Text-to-CT Generation via 3D Latent Diffusion Model with Contrastive Vision-Language Pretraining
Journal:
arXiv
Published Date:
May 31, 2025
Abstract
Objective: While recent advances in text-conditioned generative models have
enabled the synthesis of realistic medical images, progress has been largely
confined to 2D modalities such as chest X-rays. Extending text-to-image
generation to volumetric Computed Tomography (CT) remains a significant
challenge, due to its high dimensionality, anatomical complexity, and the
absence of robust frameworks that align vision-language data in 3D medical
imaging. Methods: We introduce a novel architecture for Text-to-CT generation
that combines a latent diffusion model with a 3D contrastive vision-language
pretraining scheme.
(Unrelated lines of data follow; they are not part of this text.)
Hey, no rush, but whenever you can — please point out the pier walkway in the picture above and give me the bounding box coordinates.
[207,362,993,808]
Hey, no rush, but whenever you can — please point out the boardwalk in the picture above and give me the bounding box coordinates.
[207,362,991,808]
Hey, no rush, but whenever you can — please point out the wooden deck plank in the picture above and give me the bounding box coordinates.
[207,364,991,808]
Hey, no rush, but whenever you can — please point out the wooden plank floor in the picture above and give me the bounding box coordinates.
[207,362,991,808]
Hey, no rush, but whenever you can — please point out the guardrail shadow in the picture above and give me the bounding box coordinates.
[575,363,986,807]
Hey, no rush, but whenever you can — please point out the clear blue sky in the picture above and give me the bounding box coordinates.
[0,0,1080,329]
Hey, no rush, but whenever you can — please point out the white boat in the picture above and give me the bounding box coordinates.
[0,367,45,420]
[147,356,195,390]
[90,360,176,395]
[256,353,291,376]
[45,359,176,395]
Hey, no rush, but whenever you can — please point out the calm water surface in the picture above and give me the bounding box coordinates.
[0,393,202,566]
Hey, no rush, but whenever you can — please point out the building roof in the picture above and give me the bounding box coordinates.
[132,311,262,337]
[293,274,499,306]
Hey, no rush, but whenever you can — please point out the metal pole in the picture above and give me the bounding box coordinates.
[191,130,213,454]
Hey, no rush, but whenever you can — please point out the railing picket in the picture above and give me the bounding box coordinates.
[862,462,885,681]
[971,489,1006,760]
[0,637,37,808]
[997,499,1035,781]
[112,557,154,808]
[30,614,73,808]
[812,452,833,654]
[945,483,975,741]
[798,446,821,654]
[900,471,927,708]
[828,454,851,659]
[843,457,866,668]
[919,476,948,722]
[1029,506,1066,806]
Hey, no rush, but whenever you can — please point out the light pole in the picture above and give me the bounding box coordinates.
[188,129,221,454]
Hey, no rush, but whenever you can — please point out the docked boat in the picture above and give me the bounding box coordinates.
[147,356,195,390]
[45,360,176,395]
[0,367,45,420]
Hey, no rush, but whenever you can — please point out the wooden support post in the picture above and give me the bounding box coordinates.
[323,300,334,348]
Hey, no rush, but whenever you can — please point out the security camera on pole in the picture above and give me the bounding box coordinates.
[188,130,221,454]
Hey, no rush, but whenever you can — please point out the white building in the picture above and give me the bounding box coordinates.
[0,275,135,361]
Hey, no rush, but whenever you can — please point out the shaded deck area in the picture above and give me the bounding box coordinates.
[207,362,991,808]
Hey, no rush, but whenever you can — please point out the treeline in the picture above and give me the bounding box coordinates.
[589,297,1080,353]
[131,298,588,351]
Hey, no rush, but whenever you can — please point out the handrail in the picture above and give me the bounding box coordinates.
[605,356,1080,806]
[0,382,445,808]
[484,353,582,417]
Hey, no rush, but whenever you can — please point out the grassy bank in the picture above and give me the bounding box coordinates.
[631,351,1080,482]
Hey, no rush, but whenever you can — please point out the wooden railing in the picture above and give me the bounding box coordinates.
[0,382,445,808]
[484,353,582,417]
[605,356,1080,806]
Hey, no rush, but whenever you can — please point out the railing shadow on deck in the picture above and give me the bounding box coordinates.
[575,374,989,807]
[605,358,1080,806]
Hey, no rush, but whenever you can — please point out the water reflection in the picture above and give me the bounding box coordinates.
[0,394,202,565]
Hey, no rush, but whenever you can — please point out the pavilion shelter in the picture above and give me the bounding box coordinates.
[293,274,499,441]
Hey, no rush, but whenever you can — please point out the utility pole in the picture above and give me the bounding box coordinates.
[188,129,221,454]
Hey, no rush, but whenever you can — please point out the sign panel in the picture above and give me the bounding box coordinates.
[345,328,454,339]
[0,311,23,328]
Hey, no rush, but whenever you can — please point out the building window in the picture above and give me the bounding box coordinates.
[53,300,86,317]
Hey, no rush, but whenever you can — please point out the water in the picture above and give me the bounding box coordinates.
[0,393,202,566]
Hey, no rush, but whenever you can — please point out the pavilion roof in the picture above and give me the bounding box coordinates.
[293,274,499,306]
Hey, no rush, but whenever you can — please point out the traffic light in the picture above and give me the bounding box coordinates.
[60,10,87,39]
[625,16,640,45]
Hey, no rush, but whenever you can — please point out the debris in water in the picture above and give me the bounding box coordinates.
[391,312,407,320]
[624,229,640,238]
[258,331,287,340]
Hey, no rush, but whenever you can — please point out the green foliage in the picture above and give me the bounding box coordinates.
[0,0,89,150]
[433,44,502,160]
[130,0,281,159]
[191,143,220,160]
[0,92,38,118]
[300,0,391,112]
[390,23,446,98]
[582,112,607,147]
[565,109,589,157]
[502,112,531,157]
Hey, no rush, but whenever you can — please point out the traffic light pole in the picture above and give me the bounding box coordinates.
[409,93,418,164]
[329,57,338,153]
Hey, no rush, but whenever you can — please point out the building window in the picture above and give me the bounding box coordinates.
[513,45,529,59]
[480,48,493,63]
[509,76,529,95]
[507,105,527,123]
Our approach leverages a dual-encoder CLIP-style model
trained on paired CT volumes and radiology reports to establish a shared
embedding space, which serves as the conditioning input for generation. CT
volumes are compressed into a low-dimensional latent space via a pretrained
volumetric VAE, enabling efficient 3D denoising diffusion without requiring
external super-resolution stages. Results: We evaluate our method on the
CT-RATE dataset and conduct a comprehensive assessment of image fidelity,
clinical relevance, and semantic alignment. Our model achieves competitive
performance across all tasks, significantly outperforming prior baselines for
text-to-CT generation. Moreover, we demonstrate that CT scans synthesized by
our framework can effectively augment real data, improving downstream
diagnostic performance. Conclusion: Our results show that modality-specific
vision-language alignment is a key component for high-quality 3D medical image
generation. By integrating contrastive pretraining and volumetric diffusion,
our method offers a scalable and controllable solution for synthesizing
clinically meaningful CT volumes from text, paving the way for new applications
in data augmentation, medical education, and automated clinical simulation.